Composite of mesocarbon microbeads/hard carbon as anode material for lithium ion capacitor with high electrochemical performance

Lithium-ion capacitor (LIC) is fabricated using activated carbon (AC) as the positive electrode and a mixture of mesocarbon microbeads (MCMB) and hard carbon (HC) as the negative electrode (denoted as MH). The structure characterization of carbon materials are investigated by X-ray diffraction (XRD), field-emission scanning electron microscopy (FE-SEM) and nitrogen adsorption apparatus. The electrochemical performances of LIC with different HC content are characterized by the charge-discharge measurements of three-electrode cell, electrochemical impedance tests and cycle performance testing.
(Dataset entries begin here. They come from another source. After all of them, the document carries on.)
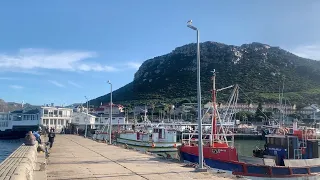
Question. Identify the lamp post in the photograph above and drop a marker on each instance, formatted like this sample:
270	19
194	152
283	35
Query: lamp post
110	121
198	97
85	132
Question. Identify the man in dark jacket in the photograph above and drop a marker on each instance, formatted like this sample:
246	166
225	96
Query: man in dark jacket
51	136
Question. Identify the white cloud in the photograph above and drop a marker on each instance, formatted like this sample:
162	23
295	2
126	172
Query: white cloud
30	59
56	83
16	87
308	51
7	78
134	65
74	84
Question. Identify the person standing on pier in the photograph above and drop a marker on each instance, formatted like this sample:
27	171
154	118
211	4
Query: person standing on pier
51	136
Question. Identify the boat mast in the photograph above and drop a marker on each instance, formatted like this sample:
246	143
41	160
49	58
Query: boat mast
214	120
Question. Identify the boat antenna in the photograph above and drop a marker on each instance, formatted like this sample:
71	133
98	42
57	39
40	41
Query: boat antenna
214	121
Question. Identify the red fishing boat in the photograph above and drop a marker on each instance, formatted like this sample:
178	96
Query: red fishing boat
289	156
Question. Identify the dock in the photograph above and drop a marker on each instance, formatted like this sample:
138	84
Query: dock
75	157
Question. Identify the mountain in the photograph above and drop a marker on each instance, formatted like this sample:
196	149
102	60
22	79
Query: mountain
12	106
260	70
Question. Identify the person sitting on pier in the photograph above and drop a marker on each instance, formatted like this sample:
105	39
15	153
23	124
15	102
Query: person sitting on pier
51	136
37	135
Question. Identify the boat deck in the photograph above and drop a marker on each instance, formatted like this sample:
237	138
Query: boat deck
74	157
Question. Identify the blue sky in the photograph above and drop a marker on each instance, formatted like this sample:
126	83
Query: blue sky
61	51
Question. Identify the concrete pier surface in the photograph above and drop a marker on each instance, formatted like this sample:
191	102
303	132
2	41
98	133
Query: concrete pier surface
74	157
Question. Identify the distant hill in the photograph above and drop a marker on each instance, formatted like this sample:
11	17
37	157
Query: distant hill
258	68
12	106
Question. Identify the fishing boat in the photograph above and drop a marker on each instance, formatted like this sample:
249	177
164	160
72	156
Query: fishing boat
284	156
152	138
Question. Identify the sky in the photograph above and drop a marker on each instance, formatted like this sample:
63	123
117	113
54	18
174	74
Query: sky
61	51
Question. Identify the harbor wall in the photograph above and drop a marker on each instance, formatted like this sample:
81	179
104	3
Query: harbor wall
21	164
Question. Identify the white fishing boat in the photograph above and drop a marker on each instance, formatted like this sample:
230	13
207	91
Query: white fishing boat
159	139
152	138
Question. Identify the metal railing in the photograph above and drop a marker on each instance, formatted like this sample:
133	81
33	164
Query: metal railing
192	138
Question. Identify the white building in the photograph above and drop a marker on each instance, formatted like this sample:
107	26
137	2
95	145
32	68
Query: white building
55	117
81	119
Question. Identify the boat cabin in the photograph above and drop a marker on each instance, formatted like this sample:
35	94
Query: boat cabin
290	147
162	134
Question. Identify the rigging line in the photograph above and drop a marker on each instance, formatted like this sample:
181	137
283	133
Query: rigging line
252	101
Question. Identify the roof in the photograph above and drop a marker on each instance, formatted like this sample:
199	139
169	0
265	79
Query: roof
280	136
27	111
99	109
114	105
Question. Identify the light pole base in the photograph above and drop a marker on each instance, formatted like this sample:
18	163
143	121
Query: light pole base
201	170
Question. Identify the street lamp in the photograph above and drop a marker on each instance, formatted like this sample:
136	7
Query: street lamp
85	133
198	97
110	121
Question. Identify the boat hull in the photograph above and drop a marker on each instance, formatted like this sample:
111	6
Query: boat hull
151	146
257	171
17	132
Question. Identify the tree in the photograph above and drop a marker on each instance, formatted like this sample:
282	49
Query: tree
259	115
152	107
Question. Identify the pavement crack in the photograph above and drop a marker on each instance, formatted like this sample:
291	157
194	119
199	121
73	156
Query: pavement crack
109	159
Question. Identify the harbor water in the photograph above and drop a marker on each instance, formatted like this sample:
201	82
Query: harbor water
7	147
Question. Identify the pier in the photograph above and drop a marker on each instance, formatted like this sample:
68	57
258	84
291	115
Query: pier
75	157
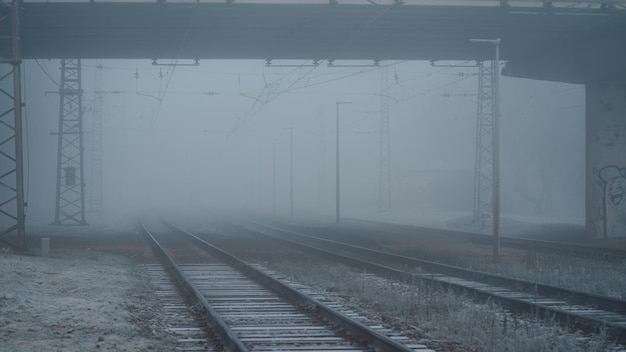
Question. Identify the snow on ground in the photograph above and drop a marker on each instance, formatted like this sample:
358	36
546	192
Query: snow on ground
81	298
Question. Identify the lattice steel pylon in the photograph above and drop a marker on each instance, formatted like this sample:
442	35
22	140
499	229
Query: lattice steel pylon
384	174
12	205
483	181
95	187
70	193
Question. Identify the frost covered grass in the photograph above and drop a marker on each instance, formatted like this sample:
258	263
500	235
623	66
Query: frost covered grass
593	275
430	312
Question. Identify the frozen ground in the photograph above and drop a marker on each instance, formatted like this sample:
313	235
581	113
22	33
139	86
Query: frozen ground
81	298
89	295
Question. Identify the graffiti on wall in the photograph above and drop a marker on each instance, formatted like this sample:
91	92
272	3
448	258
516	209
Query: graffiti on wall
613	181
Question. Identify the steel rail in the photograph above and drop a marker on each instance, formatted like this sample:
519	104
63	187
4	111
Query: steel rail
227	337
587	323
353	327
515	242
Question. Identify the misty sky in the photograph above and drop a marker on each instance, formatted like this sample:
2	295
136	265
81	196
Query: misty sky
184	136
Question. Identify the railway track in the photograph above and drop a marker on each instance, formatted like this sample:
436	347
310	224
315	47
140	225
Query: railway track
530	245
247	309
526	244
573	308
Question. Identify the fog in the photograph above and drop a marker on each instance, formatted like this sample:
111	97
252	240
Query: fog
217	135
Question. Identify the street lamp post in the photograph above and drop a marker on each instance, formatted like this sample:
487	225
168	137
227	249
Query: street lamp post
496	150
274	178
291	172
337	190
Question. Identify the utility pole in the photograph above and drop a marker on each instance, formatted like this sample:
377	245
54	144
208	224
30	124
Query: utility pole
483	177
70	190
12	203
95	189
495	147
338	174
384	174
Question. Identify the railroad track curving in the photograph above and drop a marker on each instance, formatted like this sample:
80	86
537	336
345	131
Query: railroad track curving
576	309
247	309
531	245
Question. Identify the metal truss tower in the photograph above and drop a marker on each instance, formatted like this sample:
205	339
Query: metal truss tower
384	174
95	189
12	211
70	193
483	181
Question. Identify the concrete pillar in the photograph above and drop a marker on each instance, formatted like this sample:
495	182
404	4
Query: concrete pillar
606	159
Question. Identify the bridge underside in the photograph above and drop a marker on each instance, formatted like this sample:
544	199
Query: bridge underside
584	46
560	45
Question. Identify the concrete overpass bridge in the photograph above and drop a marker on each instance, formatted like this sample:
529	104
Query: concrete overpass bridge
580	42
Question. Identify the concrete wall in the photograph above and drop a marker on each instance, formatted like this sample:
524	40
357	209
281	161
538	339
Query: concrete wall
606	159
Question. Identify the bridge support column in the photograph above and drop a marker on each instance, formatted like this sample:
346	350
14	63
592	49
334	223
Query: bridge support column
606	159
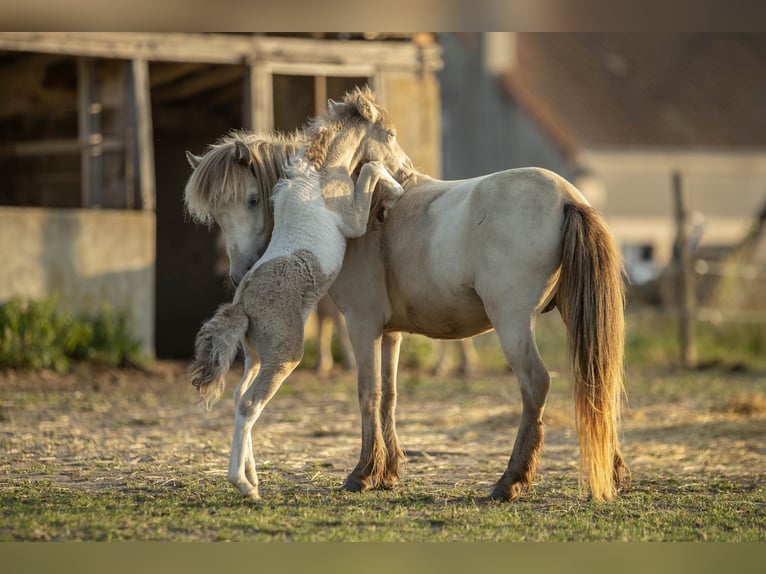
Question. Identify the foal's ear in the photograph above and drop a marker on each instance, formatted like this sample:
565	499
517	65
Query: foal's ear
242	153
194	160
366	108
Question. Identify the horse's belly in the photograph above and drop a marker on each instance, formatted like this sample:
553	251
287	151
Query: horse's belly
437	313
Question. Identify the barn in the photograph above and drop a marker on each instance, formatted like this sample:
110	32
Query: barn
93	129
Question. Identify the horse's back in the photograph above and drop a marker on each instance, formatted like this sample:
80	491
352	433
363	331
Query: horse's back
448	245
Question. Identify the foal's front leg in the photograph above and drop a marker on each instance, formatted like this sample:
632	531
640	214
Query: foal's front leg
354	218
252	365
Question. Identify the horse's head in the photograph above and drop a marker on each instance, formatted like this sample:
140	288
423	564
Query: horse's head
363	131
231	186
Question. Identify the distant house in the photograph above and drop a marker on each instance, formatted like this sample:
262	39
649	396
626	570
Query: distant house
618	114
93	129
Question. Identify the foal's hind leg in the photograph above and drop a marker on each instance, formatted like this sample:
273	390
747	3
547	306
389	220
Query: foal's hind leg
517	340
252	365
281	351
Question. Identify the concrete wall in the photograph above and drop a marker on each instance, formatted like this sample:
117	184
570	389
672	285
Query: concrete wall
413	101
87	257
725	191
483	131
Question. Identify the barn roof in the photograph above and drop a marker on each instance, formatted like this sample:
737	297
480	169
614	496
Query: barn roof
600	90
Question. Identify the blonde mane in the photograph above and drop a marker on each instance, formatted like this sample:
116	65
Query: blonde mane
221	178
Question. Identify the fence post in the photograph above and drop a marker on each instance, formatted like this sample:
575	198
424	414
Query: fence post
685	273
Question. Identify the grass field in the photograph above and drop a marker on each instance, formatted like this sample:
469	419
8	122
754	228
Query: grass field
108	454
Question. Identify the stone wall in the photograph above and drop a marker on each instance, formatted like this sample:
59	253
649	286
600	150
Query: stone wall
86	257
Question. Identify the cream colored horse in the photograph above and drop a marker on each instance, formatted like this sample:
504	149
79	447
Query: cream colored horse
317	206
457	258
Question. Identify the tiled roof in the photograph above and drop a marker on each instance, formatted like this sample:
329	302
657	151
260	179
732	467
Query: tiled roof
614	90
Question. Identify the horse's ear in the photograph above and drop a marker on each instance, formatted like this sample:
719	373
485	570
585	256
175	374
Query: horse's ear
242	153
366	108
194	160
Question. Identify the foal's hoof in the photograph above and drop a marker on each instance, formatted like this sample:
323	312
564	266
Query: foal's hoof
352	485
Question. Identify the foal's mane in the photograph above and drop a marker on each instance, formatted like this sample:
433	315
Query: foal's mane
321	130
221	178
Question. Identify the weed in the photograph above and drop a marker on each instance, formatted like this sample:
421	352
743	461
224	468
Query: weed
38	335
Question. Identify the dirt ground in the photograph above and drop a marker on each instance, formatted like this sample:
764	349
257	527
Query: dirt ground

The addition of HC material greatly affects the charge-discharge process and behavior, which impacts on the comprehensive electrochemical performance of LIC. The power density and cycle stability of LIC are improved with little sacrifice of energy density. LIC with 30 wt.% HC was found to have the optimal electrochemical performance, high energy density up to 89.3 Wh kg−1 and power density as high as 7.1 kW kg−1 (based on active material mass of two electrodes), excellent capacity retention of 93.9% after 5000 cycles at 10 C rate. The power density and cycle performance of LIC can be further improved by increasing the HC content. The present work indicates such electrodes as promising candidates for the realization of LIC with high energy density, high power density and long cycle life.